Se age assim, Joaquim Barbosa não pode insurgir-se quando é acusado
de estar fazendo um perigoso jogo político, com presumíveis objetivos
eleitorais. Apresentando-se, diante dos holofotes da mídia, quase como o
único defensor da dignidade e honradez, ele dá margem a que se coloque
em dúvida as intenções e a validade de suas ações, a começar pelo denodo
e obstinação quase sagrada em condenar os réus do mensalão. Aqui e ali,
aliás, já começam a surgir, nas redes sociais – sempre nelas, porque a
mídia tradicional envergonha os seus desígnios – fortes indícios de
falhas jurídicas ocorridas no julgamento da ação 470. Aqui e ali, já se
pergunta porque ele abriu mão da relatoria no mensalão “tucano” (origem
do que foi julgado). Aqui e ali, está vindo à baila a constatação de
que não teria havido, no caso do mensalão, o tão propalado desvio do
dinheiro público. E aqui e ali, já se nota uma retomada do furor
midiático no sentido de “pautar” os ministros do STF no julgamento dos
recursos que vêm aí. É que já se percebe, claramente, o fundamento legal
de muitos deles.
Creio que, neste momento, mesmo tendo formulado um juízo crítico
sobre o legislativo que corresponde ao pensamento de muitos brasileiros,
o presidente do STF deve posicionar-se como magistrado maior,
sobrepondo os interesses do país aos seus interesses pessoais.

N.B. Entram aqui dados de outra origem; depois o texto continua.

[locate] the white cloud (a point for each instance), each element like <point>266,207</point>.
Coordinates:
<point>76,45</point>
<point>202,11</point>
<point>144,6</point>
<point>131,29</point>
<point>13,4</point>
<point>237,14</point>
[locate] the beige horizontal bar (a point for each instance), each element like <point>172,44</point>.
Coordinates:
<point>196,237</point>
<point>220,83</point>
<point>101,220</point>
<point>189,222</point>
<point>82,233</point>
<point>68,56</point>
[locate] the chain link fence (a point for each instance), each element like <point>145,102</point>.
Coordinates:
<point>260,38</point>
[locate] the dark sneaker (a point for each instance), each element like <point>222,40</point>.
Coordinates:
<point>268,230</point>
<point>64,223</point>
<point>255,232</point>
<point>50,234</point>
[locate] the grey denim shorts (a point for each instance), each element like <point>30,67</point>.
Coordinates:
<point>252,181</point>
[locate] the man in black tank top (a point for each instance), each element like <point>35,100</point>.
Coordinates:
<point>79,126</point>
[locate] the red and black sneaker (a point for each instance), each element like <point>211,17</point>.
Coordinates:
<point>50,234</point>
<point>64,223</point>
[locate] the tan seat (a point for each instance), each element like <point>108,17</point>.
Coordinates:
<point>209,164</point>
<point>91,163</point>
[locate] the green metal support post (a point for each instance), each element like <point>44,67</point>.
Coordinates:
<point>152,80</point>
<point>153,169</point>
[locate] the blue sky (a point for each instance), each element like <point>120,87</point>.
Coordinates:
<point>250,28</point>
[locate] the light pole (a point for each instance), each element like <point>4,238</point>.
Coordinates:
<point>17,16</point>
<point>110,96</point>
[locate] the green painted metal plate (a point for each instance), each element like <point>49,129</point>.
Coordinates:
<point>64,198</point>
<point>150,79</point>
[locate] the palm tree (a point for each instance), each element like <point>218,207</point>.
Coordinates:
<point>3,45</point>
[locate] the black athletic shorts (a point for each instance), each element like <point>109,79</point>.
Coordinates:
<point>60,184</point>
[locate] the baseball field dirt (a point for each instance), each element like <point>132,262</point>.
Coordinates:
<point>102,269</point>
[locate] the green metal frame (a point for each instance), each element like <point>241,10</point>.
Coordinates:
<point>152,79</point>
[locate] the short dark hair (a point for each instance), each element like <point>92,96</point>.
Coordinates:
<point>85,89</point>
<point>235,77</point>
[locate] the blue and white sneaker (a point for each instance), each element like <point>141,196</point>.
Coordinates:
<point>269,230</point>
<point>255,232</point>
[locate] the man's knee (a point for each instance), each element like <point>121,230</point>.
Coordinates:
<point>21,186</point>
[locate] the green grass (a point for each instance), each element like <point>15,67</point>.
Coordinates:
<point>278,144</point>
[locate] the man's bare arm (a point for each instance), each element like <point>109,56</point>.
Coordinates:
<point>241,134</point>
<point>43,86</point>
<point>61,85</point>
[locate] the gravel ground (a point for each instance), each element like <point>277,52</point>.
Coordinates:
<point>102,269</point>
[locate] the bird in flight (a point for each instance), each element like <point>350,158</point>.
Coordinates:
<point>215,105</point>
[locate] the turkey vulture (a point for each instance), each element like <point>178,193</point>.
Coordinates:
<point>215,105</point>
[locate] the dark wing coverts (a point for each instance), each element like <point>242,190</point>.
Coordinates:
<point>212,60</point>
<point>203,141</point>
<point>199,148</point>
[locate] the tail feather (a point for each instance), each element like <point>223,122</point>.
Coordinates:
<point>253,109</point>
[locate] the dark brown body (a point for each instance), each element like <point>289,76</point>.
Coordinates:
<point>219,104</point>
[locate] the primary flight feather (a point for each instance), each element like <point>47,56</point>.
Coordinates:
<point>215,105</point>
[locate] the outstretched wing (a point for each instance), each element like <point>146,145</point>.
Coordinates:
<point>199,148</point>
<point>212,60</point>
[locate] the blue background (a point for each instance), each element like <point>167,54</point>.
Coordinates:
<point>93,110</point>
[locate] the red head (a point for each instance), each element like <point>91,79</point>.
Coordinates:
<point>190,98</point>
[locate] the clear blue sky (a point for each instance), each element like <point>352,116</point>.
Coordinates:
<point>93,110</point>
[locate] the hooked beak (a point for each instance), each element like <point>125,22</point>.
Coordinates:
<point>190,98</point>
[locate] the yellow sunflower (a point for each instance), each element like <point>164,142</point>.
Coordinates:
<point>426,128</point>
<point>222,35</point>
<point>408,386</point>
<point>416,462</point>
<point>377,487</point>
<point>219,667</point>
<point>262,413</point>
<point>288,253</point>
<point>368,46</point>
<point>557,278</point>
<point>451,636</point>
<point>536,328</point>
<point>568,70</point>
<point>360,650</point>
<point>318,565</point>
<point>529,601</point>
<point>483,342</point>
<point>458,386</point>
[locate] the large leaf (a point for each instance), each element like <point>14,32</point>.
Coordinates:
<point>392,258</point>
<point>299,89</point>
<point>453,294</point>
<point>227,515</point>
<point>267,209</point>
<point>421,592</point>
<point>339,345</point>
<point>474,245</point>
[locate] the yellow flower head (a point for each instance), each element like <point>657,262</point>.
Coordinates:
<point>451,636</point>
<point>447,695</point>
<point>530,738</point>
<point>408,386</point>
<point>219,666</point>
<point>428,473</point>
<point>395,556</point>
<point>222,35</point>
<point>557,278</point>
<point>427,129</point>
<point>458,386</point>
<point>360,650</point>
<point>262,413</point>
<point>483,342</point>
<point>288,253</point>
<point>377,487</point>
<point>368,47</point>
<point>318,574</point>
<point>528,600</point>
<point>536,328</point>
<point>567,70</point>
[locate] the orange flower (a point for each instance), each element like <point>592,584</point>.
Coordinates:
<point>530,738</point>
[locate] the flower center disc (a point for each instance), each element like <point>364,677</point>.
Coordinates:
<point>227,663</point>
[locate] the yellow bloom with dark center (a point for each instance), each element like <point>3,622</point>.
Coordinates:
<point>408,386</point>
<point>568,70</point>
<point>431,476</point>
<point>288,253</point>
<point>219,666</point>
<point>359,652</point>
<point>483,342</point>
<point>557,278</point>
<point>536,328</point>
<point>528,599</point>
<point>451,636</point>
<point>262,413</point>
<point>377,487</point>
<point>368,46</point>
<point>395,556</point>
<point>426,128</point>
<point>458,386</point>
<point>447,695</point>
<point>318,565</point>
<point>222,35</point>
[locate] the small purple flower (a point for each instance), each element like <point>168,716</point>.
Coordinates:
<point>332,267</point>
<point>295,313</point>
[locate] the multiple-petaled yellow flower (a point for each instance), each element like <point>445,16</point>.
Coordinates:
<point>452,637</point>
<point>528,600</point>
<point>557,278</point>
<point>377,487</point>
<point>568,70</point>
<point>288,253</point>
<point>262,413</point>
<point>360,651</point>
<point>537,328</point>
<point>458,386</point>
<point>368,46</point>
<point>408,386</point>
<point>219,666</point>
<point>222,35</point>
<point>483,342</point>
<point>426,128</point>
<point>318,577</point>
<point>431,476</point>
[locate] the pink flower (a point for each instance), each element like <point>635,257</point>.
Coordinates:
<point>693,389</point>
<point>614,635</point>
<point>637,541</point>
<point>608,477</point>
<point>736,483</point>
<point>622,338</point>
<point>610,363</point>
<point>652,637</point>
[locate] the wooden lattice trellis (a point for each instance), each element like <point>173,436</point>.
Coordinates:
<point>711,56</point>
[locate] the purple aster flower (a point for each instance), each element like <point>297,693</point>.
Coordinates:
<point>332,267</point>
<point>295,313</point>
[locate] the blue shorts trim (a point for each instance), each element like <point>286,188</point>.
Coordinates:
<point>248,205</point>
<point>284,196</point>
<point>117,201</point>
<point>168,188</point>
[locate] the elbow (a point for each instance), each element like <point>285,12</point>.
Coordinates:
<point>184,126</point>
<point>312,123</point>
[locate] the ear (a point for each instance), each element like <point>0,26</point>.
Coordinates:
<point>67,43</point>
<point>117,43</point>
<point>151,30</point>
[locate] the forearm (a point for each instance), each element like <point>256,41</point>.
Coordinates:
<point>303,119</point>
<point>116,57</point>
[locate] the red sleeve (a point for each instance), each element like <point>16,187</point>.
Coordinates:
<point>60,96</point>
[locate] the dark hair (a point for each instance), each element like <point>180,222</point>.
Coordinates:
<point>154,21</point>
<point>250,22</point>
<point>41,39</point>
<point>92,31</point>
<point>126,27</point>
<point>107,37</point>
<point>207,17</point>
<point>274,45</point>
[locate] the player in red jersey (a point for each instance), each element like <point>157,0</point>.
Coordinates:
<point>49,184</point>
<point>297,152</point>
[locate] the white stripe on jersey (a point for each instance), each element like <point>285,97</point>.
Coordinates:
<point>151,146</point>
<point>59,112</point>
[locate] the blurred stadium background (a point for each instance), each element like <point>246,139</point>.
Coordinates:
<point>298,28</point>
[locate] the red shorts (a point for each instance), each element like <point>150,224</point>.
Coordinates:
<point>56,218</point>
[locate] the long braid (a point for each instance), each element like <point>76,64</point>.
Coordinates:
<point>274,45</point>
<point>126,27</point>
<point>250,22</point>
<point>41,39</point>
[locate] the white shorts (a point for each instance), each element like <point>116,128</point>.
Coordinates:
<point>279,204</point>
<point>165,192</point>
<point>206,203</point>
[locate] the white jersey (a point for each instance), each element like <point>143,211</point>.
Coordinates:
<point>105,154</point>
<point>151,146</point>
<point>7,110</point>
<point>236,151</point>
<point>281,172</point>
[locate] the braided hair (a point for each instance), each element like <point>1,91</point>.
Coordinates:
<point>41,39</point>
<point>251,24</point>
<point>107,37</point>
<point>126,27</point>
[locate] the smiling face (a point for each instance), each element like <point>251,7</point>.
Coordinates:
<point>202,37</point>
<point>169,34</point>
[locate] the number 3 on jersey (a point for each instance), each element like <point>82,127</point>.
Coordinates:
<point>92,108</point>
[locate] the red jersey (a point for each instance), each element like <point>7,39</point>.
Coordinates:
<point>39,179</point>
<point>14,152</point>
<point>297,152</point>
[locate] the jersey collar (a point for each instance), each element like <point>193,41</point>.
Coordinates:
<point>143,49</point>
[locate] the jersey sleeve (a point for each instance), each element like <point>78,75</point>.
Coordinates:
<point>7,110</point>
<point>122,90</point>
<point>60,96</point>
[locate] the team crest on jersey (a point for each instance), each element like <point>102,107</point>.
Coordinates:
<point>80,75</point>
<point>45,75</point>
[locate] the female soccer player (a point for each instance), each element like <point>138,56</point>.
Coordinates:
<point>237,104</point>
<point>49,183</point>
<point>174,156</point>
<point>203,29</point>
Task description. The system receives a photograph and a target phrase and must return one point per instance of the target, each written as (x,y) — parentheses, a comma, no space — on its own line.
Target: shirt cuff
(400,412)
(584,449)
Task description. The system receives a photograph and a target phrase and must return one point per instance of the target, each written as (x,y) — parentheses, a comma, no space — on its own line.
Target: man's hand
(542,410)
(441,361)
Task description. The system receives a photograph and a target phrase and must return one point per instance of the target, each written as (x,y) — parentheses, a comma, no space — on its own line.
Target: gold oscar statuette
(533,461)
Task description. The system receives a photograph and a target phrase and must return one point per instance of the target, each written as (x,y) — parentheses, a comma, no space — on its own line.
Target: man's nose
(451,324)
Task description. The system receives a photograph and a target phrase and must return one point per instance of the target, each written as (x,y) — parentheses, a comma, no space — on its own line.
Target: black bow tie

Rodolpho Motta Lima. Advogado formado pela UFRJ-RJ (antiga Universidade de Brasil)
e professor de Língua Portuguesa do Rio de Janeiro, formado
pela UERJ , com atividade em diversas instituições do Rio de
Janeiro. Com militância política nos anos da ditadura, particularmente
no movimento estudantil. Funcionário aposentado do Banco do Brasil.